In quel punto parve al ragazzo di sentirsi stringere la mano.
- M’ha stretta la mano! - esclamò.
Il medico rimase un momento chino sul malato, poi s’alzò. La suora staccò un crocifisso dalla parte.
- E morto! - gridò il ragazzo.
- Va’, figliuolo, - disse il medico. - La tua santa opera è compiuta. Va’ e abbi fortuna, che la meriti. Dio ti proteggerà. Addio.
La suora che s’era allontanata un momento, tornò con un mazzettino di viole, tolte da un bicchiere sulla finestra, e lo porse al ragazzo, dicendo: - Non ho altro da darti.
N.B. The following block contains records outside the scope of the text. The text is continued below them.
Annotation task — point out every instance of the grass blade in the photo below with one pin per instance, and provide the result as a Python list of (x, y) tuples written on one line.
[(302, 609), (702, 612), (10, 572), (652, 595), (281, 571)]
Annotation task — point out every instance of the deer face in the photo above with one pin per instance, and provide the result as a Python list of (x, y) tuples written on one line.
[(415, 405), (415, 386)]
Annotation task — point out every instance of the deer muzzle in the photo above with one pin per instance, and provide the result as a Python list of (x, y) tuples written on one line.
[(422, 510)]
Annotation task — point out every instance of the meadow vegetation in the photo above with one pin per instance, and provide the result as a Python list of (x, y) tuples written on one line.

Tieni questo per memoria dell’ospedale.
- Grazie, - rispose il ragazzo, - pigliando il mazzetto con una mano e asciugandosi gli occhi con l’altra; - ma ho tanta strada da fare a piedi... lo sciuperei. - E sciolto il mazzolino sparpagliò le viole sul letto, dicendo: - Le lascio per ricordo al mio povero morto. Grazie, sorella. Grazie, signor dottore. - Poi, rivolgendosi al morto: - Addio... - E mentre cercava un nome da dargli, gli rivenne dal cuore alle labbra il dolce nome che gli aveva dato per cinque giorni: - Addio, povero Tata!
Detto questo, si mise sotto il braccio il suo involtino di panni, e a lenti passi, rotto dalla stanchezza, se n’andò. L’alba spuntava.